Case Presentation
A 76-year-old male patient was admitted to our institution to investigate his left lower back pain and systemic subcutaneous bleeding. On hospital day 1 (HD1), coagulation workup showed no abnormal findings but revealed a prolonged activated partial thromboplastin time (APTT) of more than 300 seconds and a low hemoglobin level of 7.6 g/dL. Computed tomography (CT) showed a low-density lesion, suggestive of left psoas hematoma, and no gallbladder stones (Figure 1a). The APTT level could not be corrected by mixing with normal plasma, which was indicative of the presence of coagulation factor inhibitors. Therefore, intravenous prednisolone 1 mg/kg/day and recombinant activated factor VII (rFVIIa) 90 mcg/kg every 3 h were administered to eliminate coagulation factor inhibitors and to prevent life-threatening bleeding, respectively.
Thereafter, laboratory tests revealed low factor VIII activity (<1%) and a high factor VIII inhibitor level of 143 BU/mL. His bleeding predisposition was attributed to AHA. On the night of HD1, the patient developed a high-grade fever and was prescribed intravenous CTRX 2.0 g every 12 h, considering psoas abscess or cellulitis.
After the bypassing agent therapy was administered, his left low back pain and systemic subcutaneous bleeding were improved. Therefore, we finished administering rFVIIa to the patient on HD5. CT on HD6 demonstrated that the low-density lesion, suggestive of left psoas hematoma, had improved, while a high-density lesion in the gallbladder had emerged (Figure 1b). The patient showed no clinical symptoms of acute calculous cholecystitis, and there were no remarkable changes in his laboratory findings. The patient was diagnosed with CTRX-associated pseudolithiasis, and CTRX was discontinued since his high-grade fever had improved.
Extensive subcutaneous bleeding of the right back occurred on HD10, and rFVIIa was promptly resumed. Since the APTT and low factor VIII activity were not improved and the factor VIII inhibitor level remained high, intravenous methylprednisolone 1 g/kg/day was administered from HD14 to HD16. However, despite the further immunotherapy, his bleeding symptoms and abnormal coagulation-related laboratory data due to AHA were not improved. Furthermore, CT demonstrated that hematoma of the left psoas and the right back had expanded, and the high-density area in the gallbladder remained.

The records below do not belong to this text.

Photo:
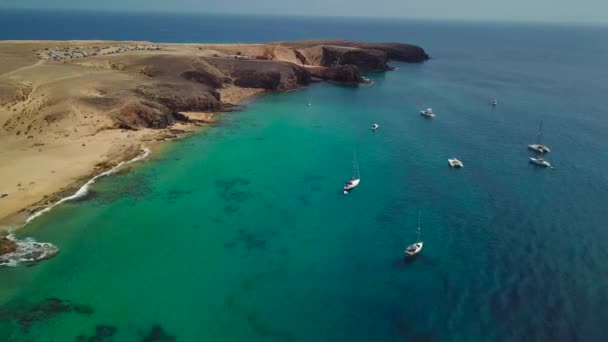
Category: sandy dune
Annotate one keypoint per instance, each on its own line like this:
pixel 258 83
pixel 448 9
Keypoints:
pixel 72 109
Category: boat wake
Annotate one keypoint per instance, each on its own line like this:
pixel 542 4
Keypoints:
pixel 84 190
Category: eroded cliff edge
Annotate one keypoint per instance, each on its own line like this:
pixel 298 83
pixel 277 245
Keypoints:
pixel 69 109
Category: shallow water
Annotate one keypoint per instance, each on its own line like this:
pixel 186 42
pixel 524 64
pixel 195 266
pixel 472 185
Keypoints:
pixel 241 232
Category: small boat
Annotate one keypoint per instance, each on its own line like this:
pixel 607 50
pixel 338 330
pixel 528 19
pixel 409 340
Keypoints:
pixel 538 160
pixel 539 147
pixel 428 113
pixel 455 163
pixel 416 247
pixel 354 181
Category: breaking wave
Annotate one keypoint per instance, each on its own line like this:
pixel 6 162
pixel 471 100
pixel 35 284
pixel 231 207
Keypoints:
pixel 84 190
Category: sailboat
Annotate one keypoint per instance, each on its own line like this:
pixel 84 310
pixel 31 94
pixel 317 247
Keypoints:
pixel 538 160
pixel 428 113
pixel 354 181
pixel 416 247
pixel 539 147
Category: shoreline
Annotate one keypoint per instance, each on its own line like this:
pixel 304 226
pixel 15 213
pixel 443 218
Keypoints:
pixel 71 111
pixel 78 188
pixel 147 145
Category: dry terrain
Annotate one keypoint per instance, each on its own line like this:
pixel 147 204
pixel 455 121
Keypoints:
pixel 70 109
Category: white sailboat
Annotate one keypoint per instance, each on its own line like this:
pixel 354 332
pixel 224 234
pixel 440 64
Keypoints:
pixel 428 113
pixel 455 163
pixel 354 181
pixel 416 247
pixel 538 160
pixel 539 147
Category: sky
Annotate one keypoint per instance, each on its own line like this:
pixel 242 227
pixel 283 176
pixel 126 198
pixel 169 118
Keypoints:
pixel 581 11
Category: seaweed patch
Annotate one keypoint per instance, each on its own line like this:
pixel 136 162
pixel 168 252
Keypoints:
pixel 46 310
pixel 103 333
pixel 157 334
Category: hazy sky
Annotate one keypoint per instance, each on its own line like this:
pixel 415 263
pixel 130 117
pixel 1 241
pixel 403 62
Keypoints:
pixel 509 10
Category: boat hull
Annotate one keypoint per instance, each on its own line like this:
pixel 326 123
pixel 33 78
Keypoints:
pixel 413 249
pixel 539 162
pixel 353 183
pixel 455 163
pixel 539 148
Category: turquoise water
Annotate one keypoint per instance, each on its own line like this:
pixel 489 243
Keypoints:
pixel 241 232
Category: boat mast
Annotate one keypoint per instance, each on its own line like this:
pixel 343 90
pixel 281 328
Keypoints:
pixel 355 166
pixel 419 229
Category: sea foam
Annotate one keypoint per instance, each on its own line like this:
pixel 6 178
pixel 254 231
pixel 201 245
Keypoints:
pixel 84 190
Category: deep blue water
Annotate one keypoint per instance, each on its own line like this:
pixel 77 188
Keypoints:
pixel 253 240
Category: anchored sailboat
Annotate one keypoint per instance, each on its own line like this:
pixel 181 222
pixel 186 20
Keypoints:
pixel 354 181
pixel 416 247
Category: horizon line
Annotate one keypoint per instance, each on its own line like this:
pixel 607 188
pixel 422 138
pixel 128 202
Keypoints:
pixel 320 16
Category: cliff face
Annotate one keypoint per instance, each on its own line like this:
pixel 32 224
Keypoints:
pixel 146 90
pixel 348 74
pixel 331 56
pixel 269 75
pixel 366 56
pixel 7 246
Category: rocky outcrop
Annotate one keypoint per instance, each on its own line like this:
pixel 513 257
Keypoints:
pixel 331 56
pixel 395 51
pixel 24 251
pixel 348 74
pixel 269 75
pixel 7 245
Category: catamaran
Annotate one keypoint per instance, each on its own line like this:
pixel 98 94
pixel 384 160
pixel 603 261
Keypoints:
pixel 354 181
pixel 538 147
pixel 416 247
pixel 428 113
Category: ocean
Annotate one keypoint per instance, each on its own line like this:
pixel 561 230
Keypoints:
pixel 241 232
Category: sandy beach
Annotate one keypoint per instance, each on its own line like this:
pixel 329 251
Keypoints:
pixel 72 109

Thus, rFVIIa was switched to activated prothrombin complex concentrates (APCC) 100 IU/kg every 12 h on HD16. Thereafter, the systemic subcutaneous bleeding improved, and the dose of APCC was reduced to 100 IU/kg every 12 h on HD21. On the same day, however, the patient developed a high-grade fever, so piperacillin and tazobactam were administered. On HD22, the patient complained of abdominal pain in the right upper quadrant. Enhanced CT with intravenous contrast demonstrated not only a high-density area, indicative of CTRX-associated pseudolithiasis but also pericholecystic stranding, a thickened gallbladder wall, and extravasation of contrast into the gallbladder, indicative of hemorrhagic cholecystitis (Figure 1c, d). Several hours later, the patient suddenly died after rapid progression of abdominal bloating.
At the autopsy, the gallbladder was severely swollen and ruptured with hemorrhaging and contained a large amount of hematoma. Intra-abdominal blood clots were connected to the gallbladder, and the primary source of hemorrhaging was thought to be the gallbladder (Figure 2a, b). Histology of the gallbladder demonstrated hemorrhagic and necrotic changes with focal neutrophilic cell infiltration and fresh thrombi (Figure 2c).